Yesterday, a number of her colleagues, including Róisín Shortall of the Labour Party, said Ms Enright’s impending departure from politics reflected the difficulties facing women who wanted to have a full-time career in politics.

Ms Enright was one of only 23 female TDs in the 166-strong Dáil and one of only five Fine Gael female TDs.

She said last night that her disagreements with party leader Enda Kenny during the recent leadership battle within the party had played no part in her decision.

“It would be invidious for me at 36 to throw my career away because of a disagreement with the leader,” she said. “To walk away because of that would be a stupid thing to do. I feel that any wounds from that have now healed. It has absolutely nothing to do with it.”

She wished Mr Kenny well and hoped that he became Taoiseach.

While not ruling out future involvement with politics, she added that it would not be realistic in the foreseeable future. She also said that it was too early to say if she will return to practising law.

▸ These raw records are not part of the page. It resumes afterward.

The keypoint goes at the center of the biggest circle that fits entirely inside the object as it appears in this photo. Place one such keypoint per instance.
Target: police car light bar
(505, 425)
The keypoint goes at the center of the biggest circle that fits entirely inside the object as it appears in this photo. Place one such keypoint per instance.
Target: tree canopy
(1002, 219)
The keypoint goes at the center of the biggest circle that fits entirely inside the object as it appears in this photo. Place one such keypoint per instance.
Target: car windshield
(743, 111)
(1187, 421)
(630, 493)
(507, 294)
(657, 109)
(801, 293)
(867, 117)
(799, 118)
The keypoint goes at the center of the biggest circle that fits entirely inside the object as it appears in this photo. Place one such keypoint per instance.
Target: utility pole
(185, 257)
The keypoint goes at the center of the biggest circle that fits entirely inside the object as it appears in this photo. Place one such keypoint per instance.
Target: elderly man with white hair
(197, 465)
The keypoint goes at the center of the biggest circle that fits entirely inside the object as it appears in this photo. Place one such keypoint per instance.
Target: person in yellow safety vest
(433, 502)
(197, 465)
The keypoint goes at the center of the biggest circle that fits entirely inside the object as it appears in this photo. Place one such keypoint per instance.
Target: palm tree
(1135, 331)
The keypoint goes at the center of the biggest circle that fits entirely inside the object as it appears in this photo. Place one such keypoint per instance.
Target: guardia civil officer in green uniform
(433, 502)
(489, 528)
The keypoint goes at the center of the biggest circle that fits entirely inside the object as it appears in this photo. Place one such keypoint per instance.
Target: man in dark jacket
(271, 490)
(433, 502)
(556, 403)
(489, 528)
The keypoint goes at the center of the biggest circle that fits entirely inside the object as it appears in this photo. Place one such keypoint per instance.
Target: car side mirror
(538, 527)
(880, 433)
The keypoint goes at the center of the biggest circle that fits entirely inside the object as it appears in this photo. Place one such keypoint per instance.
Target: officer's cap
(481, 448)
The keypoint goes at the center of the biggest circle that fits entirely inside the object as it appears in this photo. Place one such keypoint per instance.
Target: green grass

On her own achievements in politics, she said her most worthwhile campaign was ensuring the vetting of people working with children, an issue she pursued for more than five years.

“On a local level, I enjoyed the day-to-day party politics . . . having served firstly as a councillor for the Birr electoral area from 1999 and then as a TD for Laois and Offaly since my election in 2002 and again in 2007 to Dáil Éireann, I did not come to this decision lightly or overnight.”

Mr Kenny said Ms Enright had informed him last week of her decision and he said he fully respected and understood the decision.

“I also fully understand the difficulty of the decision Olwyn has made with her husband Joe in putting her family before politics,” Mr Kenny said.

“I thank Olwyn for her political service and for the initiatives that she brought forward and for the work she did, as in education and on social and family affairs.”

Ms Enright is the second woman TD with a young family to leave the Dáil in recent years. Former independent deputy for Wicklow Mildred Fox stood down in 2007 for the same reasons.

Ms Enright’s father, Tom Enright, was a long-serving TD for the constituency.